18 August 2013

Foundation Japanese

Even as a young boy, perhaps no more than 10 or 11 years old, I had already wanted to learn Japanese.  It was the first foreign language I found interesting enough to want to learn.  My 2nd tongue is English, but since I grew up using it, I don’t think of it as a foreign language. 

My Dad bought me a Japanese book when I was still in primary school.  I no longer remember the book’s title, but for some reason the publisher’s name stuck in my head: Charles Tuttle Publishing.  To this day, when I see ‘Tuttle’, I feel a little nostalgic (and not unhappy that this company’s still around).

I know the very first word I learned: nani (what) and the very first sentence I learned: Kore wa nani desu ka?  (What is this?) Since I was self-teaching myself, from a book, I remember pronouncing this sentence like this: ko-reh wah nah-nee deh-soo ka?  All the while confident I was saying it properly.  This was before the Internet and YouTube, so it wasn’t that easy to check on the pronunciation.

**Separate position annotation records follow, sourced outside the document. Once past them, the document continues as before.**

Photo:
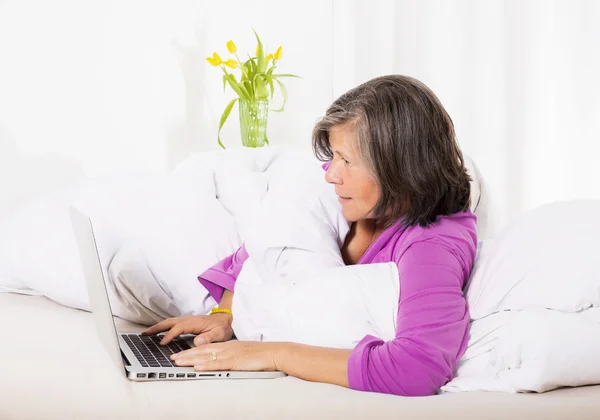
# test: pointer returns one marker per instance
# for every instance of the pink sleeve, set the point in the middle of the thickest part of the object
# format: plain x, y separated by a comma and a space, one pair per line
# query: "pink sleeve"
432, 328
223, 274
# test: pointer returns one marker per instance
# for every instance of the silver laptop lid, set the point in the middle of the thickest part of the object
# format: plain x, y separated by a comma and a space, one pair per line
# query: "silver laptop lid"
94, 277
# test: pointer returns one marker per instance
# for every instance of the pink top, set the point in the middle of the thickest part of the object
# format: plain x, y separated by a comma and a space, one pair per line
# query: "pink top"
433, 319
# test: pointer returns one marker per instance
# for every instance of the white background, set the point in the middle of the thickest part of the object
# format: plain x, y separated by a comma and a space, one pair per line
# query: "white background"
99, 87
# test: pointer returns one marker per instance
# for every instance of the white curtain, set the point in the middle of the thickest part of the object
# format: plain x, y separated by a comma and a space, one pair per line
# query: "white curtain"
520, 78
99, 86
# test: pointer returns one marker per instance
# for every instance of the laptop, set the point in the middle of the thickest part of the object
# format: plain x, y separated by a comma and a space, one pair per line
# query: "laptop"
139, 357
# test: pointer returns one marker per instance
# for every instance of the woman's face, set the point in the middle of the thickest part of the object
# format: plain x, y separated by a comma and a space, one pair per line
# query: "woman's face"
357, 191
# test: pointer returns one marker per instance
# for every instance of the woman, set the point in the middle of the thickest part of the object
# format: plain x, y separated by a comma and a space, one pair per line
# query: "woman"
392, 156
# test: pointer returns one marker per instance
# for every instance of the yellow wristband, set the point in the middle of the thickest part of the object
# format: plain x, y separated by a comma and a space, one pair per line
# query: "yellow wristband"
220, 311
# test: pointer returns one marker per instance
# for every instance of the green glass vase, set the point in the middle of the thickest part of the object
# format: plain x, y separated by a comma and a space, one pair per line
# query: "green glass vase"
253, 122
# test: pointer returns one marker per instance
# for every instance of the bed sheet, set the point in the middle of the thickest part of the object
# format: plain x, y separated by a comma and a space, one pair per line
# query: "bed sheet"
45, 376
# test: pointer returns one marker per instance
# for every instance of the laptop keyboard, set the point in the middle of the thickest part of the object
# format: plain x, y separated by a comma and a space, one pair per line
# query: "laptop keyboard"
149, 353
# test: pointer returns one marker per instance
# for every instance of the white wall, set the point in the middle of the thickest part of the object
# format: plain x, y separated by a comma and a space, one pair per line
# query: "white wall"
101, 86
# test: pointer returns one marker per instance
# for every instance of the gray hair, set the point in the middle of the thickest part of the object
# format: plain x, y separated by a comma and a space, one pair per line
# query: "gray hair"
407, 141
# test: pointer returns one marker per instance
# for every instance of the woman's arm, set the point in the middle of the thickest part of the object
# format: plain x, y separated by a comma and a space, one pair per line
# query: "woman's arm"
221, 277
315, 364
432, 328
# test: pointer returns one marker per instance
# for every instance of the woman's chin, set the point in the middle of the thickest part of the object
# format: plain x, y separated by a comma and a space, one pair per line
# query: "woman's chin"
349, 215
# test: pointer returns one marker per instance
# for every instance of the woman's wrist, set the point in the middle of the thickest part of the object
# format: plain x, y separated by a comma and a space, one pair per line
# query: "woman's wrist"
226, 300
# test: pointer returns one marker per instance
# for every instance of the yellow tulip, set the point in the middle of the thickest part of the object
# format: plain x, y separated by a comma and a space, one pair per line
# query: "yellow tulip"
215, 60
231, 63
231, 47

I should have said it as: koreh wa NAN des ka?

Though I was interested in learning, I can’t say I tried very hard.  You might call it a pastime. I never did get past individual words and phrases, even though I accumulated many of them.   At some point I was also able to read Katakana and Hiragana, but without understanding what I was reading.

Tonikaku (anyway), I am currently listening to Michel Thomas’s Foundation Japanese course, and plan to write down what I’ve learned.

Will learning Cantonese and Japanese (and maybe a little Mandarin) be confusing? Perhaps.  I don’t know.